Als Ursache für die Abwartehaltung der Landwirte bei Investitionen macht der Verkaufsleiter Gebrauchttechnik von der Gruber Agrartechnik Filiale Engelsdorf bei Leipzig gleich mehrere Faktoren aus, darunter vor allem die drohenden Verschärfungen durch die Düngeverordnung, die ebenso wie die beiden trockenen Sommer zu einer negativen Investitionsstimmung bei den Landwirten geführt hätten. Die ergiebigen Niederschläge im Februar hätten jedoch eine leichte Entspannung bewirkt. – Auf den Feldern herrsche derzeit Hochbetrieb. Hier sei die Frühjahrbestellung trotz Corona-Pandemie angelaufen. Schölzke: „Mit den Regenfällen hat sich die Situation gebessert, so dass die Anfragen zu Gebrauchttechnik trotz Corona-Krise wieder zunehmen. Das gilt sowohl für inländische als auch für ausländische Interessenten – insbesondere aus Richtung Osteuropa.“ Wie der Gebrauchtmaschinen-Verkaufsleiter aus Sachsen berichtet, ist der Bestand an Gebrauchten als Folge des derzeit eher schwierigen Neumaschinengeschäfts „sehr übersichtlich“. Daher könne man aktuell nicht jede Anfrage bedienen. Diese kommen, wie Schölzke erzählt, zurzeit verstärkt aus Tschechien, Polen und aus dem Baltikum. Das Interesse beziehe sich vorrangig auf Traktoren – und zwar über das gesamte Leistungsspektrum. „Ich habe einen Case IH Farmall 65 nach Litauen verkauft und hatte etwa zur gleichen Zeit eine Anfrage für einen 600er Quadtrac.“

Dass das Gebrauchtmaschinengeschäft auch in diesen sehr schwierigen Zeiten weiterlaufen kann, machen die digitalen Kanäle möglich. „Ohne sie ginge es nicht. Das Geschäft läuft derzeit über Internetangebote sowie Email- und WhatsApp-Kommunikation“, bestätigt Schölzke. Wie er berichtet, kaufen Stammkunden mitunter Maschinen auch ungesehen bzw. nach Fotos. „Schließlich hat sich über viele Jahre ein gewisses Vertrauensverhältnis aufgebaut.“ Auch Rainer Schölzke ist froh darüber, dass der grenzüberschreitende Warenverkehr im Moment noch passieren kann und somit die Speditionen den Transport der verkauften Maschinen und Geräte sicherstellen können.

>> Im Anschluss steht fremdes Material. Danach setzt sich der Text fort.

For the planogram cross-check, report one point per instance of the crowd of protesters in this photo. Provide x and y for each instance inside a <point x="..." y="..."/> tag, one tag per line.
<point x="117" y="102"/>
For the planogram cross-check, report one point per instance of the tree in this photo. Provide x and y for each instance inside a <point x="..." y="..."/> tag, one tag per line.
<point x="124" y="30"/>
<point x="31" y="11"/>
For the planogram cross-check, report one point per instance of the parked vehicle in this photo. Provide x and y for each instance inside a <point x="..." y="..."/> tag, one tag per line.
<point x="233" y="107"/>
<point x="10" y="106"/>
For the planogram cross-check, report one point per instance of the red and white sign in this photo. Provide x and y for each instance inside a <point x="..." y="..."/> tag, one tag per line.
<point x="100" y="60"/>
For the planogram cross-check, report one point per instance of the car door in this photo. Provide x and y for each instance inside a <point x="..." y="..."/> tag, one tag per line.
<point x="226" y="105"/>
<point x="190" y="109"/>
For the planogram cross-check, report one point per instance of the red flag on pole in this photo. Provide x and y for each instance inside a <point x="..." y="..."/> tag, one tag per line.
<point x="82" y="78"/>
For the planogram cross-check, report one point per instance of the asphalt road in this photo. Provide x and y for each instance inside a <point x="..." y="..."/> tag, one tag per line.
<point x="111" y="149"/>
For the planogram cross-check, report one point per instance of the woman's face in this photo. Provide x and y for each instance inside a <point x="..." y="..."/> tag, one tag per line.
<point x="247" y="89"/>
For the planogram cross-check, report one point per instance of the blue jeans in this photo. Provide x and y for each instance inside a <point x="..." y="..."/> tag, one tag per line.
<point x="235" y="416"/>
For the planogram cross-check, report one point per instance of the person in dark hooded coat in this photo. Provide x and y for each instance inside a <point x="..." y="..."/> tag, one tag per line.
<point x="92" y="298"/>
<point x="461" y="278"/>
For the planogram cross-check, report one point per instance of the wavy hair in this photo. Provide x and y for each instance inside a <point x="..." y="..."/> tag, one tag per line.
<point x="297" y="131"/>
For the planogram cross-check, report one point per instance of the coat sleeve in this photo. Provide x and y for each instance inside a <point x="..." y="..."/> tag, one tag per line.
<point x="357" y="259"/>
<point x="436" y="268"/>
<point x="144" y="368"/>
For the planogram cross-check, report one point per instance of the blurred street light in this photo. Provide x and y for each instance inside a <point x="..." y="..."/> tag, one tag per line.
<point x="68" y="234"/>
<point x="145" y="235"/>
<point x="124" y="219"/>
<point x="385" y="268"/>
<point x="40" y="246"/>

Schon vor der bundesweit verhängten Kontaktsperre zur Eindämmung von Covid-19 habe man am Gruber-Standort Engelsdorf die Besetzung heruntergefahren. So ist jedes Büro derzeit nur mit einer Person besetzt. Schölzke und seine Vertriebskollegen arbeiten überwiegend im Homeoffice und verzichten weitestgehend auf direkte Kundenkontakte.

Was die nahe Zukunft angeht, so könne auch er nicht in die Glaskugel schauen. Schölzke rechnet aber nicht mit einem kurzfristigen Ende der derzeitigen Krise. Vielmehr erwartet er globale wirtschaftliche Einschnitte und Einbußen. Gleichzeitig hofft er aber, dass die Endverbraucher der heimischen Nahrungsmittelproduktion künftig einen größeren Stellenwert in der Gesellschaft gestatten.